Use hierarchical namespace enabled buckets for Hadoop workloads

This page describes how to use hierarchical namespace enabled buckets for Hadoop workloads.

Overview

When using a Cloud Storage bucket with hierarchical namespace, you can configure the Cloud Storage connector to use the rename folder operation for workloads like Hadoop, Spark, Hive.

In a bucket without hierarchical namespace, a rename operation in Hadoop, Spark, and Hive involves multiple object copy and delete jobs, impacting performance and consistency.
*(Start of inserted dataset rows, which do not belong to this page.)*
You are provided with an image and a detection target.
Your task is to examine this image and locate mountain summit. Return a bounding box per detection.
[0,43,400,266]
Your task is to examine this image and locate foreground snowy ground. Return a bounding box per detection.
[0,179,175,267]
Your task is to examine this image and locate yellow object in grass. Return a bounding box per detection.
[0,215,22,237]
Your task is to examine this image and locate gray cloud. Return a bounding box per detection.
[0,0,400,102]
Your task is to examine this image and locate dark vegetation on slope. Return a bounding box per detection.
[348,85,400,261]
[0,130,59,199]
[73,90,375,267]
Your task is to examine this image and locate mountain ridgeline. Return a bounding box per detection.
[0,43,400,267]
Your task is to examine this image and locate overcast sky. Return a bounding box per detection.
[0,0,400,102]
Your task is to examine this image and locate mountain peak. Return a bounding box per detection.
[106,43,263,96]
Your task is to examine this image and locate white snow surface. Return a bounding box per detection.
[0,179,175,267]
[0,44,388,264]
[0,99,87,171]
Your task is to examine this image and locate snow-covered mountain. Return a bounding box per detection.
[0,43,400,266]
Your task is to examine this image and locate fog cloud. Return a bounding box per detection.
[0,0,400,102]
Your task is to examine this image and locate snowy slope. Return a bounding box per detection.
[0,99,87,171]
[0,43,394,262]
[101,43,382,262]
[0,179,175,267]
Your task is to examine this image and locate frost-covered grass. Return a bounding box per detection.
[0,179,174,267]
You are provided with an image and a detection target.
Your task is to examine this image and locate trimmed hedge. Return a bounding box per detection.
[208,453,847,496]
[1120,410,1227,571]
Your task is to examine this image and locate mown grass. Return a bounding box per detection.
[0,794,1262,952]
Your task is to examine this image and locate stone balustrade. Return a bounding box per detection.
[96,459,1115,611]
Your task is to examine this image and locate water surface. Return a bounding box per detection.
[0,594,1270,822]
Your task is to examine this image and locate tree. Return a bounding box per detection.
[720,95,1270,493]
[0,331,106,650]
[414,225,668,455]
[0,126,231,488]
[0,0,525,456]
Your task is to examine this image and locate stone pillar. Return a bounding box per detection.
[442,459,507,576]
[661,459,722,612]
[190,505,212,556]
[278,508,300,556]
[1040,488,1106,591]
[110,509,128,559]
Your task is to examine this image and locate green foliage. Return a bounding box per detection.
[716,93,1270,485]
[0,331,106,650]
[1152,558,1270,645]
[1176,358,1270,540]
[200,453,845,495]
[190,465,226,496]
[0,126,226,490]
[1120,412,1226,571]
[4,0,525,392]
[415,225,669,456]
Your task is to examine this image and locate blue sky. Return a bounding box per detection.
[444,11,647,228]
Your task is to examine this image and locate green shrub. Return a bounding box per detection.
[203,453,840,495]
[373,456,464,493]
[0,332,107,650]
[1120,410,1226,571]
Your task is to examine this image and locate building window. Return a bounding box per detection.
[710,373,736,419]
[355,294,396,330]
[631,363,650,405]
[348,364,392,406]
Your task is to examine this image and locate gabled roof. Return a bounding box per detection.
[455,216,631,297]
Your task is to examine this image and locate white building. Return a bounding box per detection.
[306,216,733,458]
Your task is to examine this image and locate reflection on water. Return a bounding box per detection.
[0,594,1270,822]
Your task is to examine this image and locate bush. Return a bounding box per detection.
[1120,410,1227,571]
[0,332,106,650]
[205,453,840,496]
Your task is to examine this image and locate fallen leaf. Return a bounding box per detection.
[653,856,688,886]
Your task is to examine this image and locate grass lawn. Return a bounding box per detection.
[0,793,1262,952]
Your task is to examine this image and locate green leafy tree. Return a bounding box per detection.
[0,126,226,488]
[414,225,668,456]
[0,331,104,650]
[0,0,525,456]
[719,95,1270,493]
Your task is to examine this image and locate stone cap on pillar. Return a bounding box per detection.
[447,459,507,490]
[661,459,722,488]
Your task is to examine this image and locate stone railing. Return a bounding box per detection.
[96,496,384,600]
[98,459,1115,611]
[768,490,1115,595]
Renaming a folder using the Cloud Storage connector optimizes performance and ensures consistency, when handling folders with a large number of objects.

Before you begin

To use features of hierarchical namespace buckets, use the following Cloud Storage connector versions:

2.2.23 or later (if you are using version 2.x.x)
3.0.1 or later (if you are using version 3.x.x)

Older connector versions (3.0.0 and older than 2.2.23) have limitations. For more information about the limitations, see Compatibility with Cloud Storage connector version 3.0.0 or versions older than 2.2.23.

Enable the Cloud Storage connector on a cluster

This section describes how to enable the Cloud Storage connector on a Dataproc cluster and a self-managed Hadoop cluster.

Dataproc

You can use the Google Cloud CLI to create a Dataproc cluster and enable the Cloud Storage connector to perform the folder operations.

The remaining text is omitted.